Alain Ayroles : Parfois, c’est un peu frustrant effectivement pour les dessinateurs de recevoir le story-boards déjà terminé. Mais on en discute, tout n’est pas définitivement figé, on peut y revenir.

Vincent : Mais le dessinateur n’a pas le droit de réaliser ces ajustements par lui-même, il doit t’en parler.

Alain Ayroles : Le problème, c’est que les deux séries utilisent beaucoup de gags visuels. De ce fait les dialogues et l’action se retrouvent tellement imbriqués que c’est très difficile de laisser le dessinateur procéder, seul, à des ajustements. Dans une histoire plus réaliste, plus dramatique, on peut laisser davantage la bride sur la narration, c’est à dire laisser le dessinateur travailler à partir des textes bruts et définir lui-même le découpage. Mais sur du burlesque, c’est très délicat.

Vincent : Comme dans du Feydeau où tout est écrit au millimètre près.

Alain Ayroles : Voilà. Le simple emplacement d’une bulle dans une case a son importance parce qu’elle conditionne le sens de lecture du texte et de l’image donc le moment où elle est lue : si une bulle contient la chute d’un gag, il faut qu’elle soit lue en dernière dans la case, il faut que le lecteur découvre en premier la situation et arrive à la bulle en dernier. C’est un exemple parmi tant d’autres : en fait il y a des tas de cas où la fragmentation du texte à travers les bulles va rythmer la lecture. Ce sont des outils pour guider le lecteur et donner un rythme au récit. Le burlesque est un genre qui a besoin d’être très boulonné, très vissé.

Toute cette technique est très délicate et je pense que pour ce type de récit, l’idéal serait d’avoir une seule et même personne en charge du scénario et des dessins afin d’éviter toute frustration éventuelle du dessinateur. Avec Bruno Maïorana ou Jean-Luc Masbou, on a parfois quelques frictions quand je vais un peu trop loin, que certains découpages sont un peu trop poussés et que ça les bride. Je m’efforce donc de leur laisser plus de marge. Mais, en même temps, ce sont des gens qui prennent du plaisir à fignoler une belle image. Nous sommes complémentaires puisque leur plaisir vient plus de l’esthétique que de la narration, et moi l’inverse.

Comme je pousse mon travail de scénario jusqu’à un découpage graphique poussé, ils se trouvent débarrassés de toutes les contraintes narratives et peuvent se concentrer sur le dessin. Ce partage des taches permet finalement à chacun de se concentrer sur sa part de travail et quand l’osmose existe, comme c’est le cas, chacun peut donner le meilleur de lui-même en faisant confiance à l’autre pour le reste. La collaboration entre scénariste et dessinateur est toujours très délicate, l’alchimie est difficile à trouver car de gros ego s’affrontent.

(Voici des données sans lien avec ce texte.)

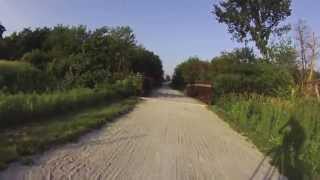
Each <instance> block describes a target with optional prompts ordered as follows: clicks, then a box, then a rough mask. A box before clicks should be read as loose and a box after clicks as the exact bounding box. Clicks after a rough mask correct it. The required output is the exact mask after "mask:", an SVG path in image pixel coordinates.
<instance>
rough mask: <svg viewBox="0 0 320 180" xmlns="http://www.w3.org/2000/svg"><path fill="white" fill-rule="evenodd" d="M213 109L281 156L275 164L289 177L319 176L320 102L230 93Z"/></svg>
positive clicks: (256, 95)
mask: <svg viewBox="0 0 320 180" xmlns="http://www.w3.org/2000/svg"><path fill="white" fill-rule="evenodd" d="M213 110H214V111H215V112H217V114H218V115H219V116H221V117H222V118H223V119H224V120H226V121H227V122H228V123H229V124H230V125H231V126H232V127H233V128H234V129H236V130H237V131H239V132H240V133H242V134H244V135H245V136H247V137H249V139H250V140H251V141H252V142H253V143H254V144H256V146H257V147H258V148H259V149H260V150H261V151H262V152H264V153H266V154H270V156H271V157H272V158H273V159H278V160H277V162H275V161H273V163H274V165H275V166H277V167H278V168H279V170H280V172H281V173H283V174H284V175H286V176H287V177H288V178H289V179H299V180H300V179H301V180H302V179H319V178H320V176H319V174H320V122H319V120H320V103H319V102H317V101H315V100H312V99H302V98H298V99H290V100H285V99H281V98H273V97H266V96H260V95H252V94H251V95H235V94H231V95H226V96H224V97H221V98H220V99H219V100H218V101H217V102H216V104H215V106H213ZM275 154H276V156H275ZM279 159H281V162H280V160H279Z"/></svg>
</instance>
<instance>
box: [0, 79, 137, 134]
mask: <svg viewBox="0 0 320 180" xmlns="http://www.w3.org/2000/svg"><path fill="white" fill-rule="evenodd" d="M137 81H140V80H138V79H133V78H132V79H125V80H122V81H118V82H116V83H115V84H113V85H104V86H101V87H97V88H96V89H86V88H77V89H73V90H68V91H57V92H48V93H43V94H38V93H31V94H24V93H20V94H14V95H0V129H3V128H8V127H15V126H19V125H23V124H26V123H28V122H34V121H46V120H47V119H48V117H52V116H59V115H63V114H66V113H70V112H75V111H79V110H81V109H83V108H87V107H91V106H96V105H99V104H102V103H110V102H113V101H114V100H116V99H121V98H125V97H129V96H133V95H136V94H137V93H138V92H139V90H140V87H139V82H137Z"/></svg>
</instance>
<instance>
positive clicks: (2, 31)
mask: <svg viewBox="0 0 320 180" xmlns="http://www.w3.org/2000/svg"><path fill="white" fill-rule="evenodd" d="M5 31H6V28H5V27H4V26H3V25H2V24H0V39H2V36H3V33H4V32H5Z"/></svg>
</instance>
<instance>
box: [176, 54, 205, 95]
mask: <svg viewBox="0 0 320 180" xmlns="http://www.w3.org/2000/svg"><path fill="white" fill-rule="evenodd" d="M208 79H209V62H205V61H201V60H200V59H199V58H197V57H191V58H189V59H188V60H186V61H185V62H183V63H181V64H179V65H178V66H177V67H176V68H175V71H174V75H173V78H172V84H171V85H172V86H173V87H174V88H177V89H183V88H184V87H185V86H186V85H187V84H189V83H194V82H196V81H205V80H208Z"/></svg>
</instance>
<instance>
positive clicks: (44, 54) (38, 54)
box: [22, 49, 51, 70]
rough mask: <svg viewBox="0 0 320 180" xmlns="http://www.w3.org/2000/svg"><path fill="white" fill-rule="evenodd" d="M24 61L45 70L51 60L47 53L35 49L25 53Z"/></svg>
mask: <svg viewBox="0 0 320 180" xmlns="http://www.w3.org/2000/svg"><path fill="white" fill-rule="evenodd" d="M22 61H24V62H27V63H30V64H32V65H33V66H34V67H37V68H38V69H41V70H45V69H46V67H47V64H48V63H49V62H50V61H51V60H50V57H49V55H48V54H47V53H45V52H43V51H41V50H39V49H35V50H32V51H31V52H28V53H26V54H24V55H23V57H22Z"/></svg>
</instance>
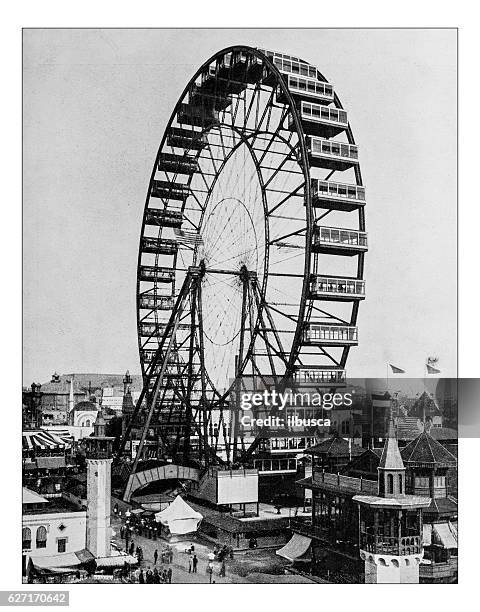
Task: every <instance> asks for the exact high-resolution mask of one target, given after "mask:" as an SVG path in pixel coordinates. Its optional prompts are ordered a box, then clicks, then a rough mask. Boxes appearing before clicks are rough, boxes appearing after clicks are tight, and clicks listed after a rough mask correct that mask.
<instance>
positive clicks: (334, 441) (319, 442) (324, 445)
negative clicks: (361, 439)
mask: <svg viewBox="0 0 480 612" xmlns="http://www.w3.org/2000/svg"><path fill="white" fill-rule="evenodd" d="M364 451H365V449H364V448H361V447H359V446H357V445H356V444H349V443H348V442H347V440H344V439H343V438H341V437H340V436H338V435H335V436H332V437H331V438H327V439H326V440H323V441H322V442H319V444H315V446H311V447H310V448H307V449H306V450H305V453H308V454H310V455H325V456H328V457H350V454H351V455H352V456H357V455H361V454H362V453H363V452H364Z"/></svg>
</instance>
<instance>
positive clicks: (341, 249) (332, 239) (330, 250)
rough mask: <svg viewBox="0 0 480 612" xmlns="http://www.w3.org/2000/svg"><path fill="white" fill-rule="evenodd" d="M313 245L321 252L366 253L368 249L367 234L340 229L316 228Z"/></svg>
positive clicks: (348, 230) (313, 235)
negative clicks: (364, 251) (330, 251)
mask: <svg viewBox="0 0 480 612" xmlns="http://www.w3.org/2000/svg"><path fill="white" fill-rule="evenodd" d="M313 244H314V246H315V247H317V248H318V249H319V250H323V251H325V252H328V251H335V252H340V251H344V250H345V251H346V252H347V253H348V252H351V253H352V252H353V253H356V252H364V251H366V250H367V249H368V245H367V234H366V232H361V231H358V230H350V229H342V228H339V227H324V226H322V227H318V226H317V227H316V228H315V231H314V234H313Z"/></svg>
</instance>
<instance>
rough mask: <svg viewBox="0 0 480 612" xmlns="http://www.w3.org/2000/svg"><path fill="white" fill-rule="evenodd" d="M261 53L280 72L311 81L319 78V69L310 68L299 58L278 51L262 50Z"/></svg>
mask: <svg viewBox="0 0 480 612" xmlns="http://www.w3.org/2000/svg"><path fill="white" fill-rule="evenodd" d="M260 51H262V52H263V53H264V54H265V55H266V56H267V57H268V58H269V59H270V60H271V61H272V62H273V63H274V64H275V66H276V67H277V68H278V70H279V71H280V72H284V73H286V74H288V73H290V74H297V75H301V76H305V77H309V78H311V79H316V78H317V69H316V68H315V66H310V65H309V64H307V63H306V62H304V61H302V60H301V59H299V58H298V57H293V56H291V55H285V54H284V53H277V52H276V51H268V50H266V49H260Z"/></svg>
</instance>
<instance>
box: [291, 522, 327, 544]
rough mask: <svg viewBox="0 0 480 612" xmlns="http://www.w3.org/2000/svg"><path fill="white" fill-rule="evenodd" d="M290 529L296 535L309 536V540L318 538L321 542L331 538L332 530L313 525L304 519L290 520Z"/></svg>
mask: <svg viewBox="0 0 480 612" xmlns="http://www.w3.org/2000/svg"><path fill="white" fill-rule="evenodd" d="M290 529H291V530H292V531H293V532H295V533H300V534H301V535H304V536H307V537H309V538H317V539H319V540H327V541H329V540H330V538H329V537H328V536H329V533H330V531H331V530H330V529H326V528H325V527H320V526H318V525H313V524H312V523H311V522H307V521H305V520H303V519H299V518H292V519H290Z"/></svg>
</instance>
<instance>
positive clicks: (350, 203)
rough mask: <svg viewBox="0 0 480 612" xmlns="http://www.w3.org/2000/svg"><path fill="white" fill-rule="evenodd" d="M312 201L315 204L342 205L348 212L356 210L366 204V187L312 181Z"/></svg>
mask: <svg viewBox="0 0 480 612" xmlns="http://www.w3.org/2000/svg"><path fill="white" fill-rule="evenodd" d="M311 190H312V199H313V202H314V205H315V203H318V204H321V203H326V204H329V203H334V204H340V205H343V207H345V209H346V210H349V208H347V207H350V209H354V208H356V207H357V206H363V205H364V204H365V187H363V186H361V185H348V184H346V183H334V182H333V181H322V180H319V179H315V178H314V179H312V180H311Z"/></svg>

Sinon, la preuve que Jean-Luc Masbou est d’accord avec notre partage du travail, c’est qu’il applique les mêmes principes pour sa série L’Ombre de l’échafaud, où il fournit à David Cerqueira, son dessinateur, des story-boards tout prêts. Peut-être qu’il se venge ! (rires)

Mon côté dirigiste est sans doute également lié à ma formation de dessinateur : je visualise ce que j’écris, j’ai une idée préconçue du résultat final et donc, à la fin, il y a forcément un décalage entre ce que le dessinateur va réaliser et ce que j’avais imaginé.

Vincent : Si Bruno et Jean-Luc n’étaient pas des copains, tu penses que vous arriveriez quand même à travailler ensemble ?

Alain Ayroles : Personnellement, je me vois mal collaborer avec un dessinateur qui ne soit pas un ami ou avec qui je n’aie pas une complicité, dont je ne connais pas l’univers et qui ne connaîtrait pas le mien. La réussite d’une collaboration consiste à trouver les points communs des univers respectifs des deux personnes et de parvenir à construire une œuvre où les différences de l’un et de l’autre vont venir enrichir ce terrain d’entente.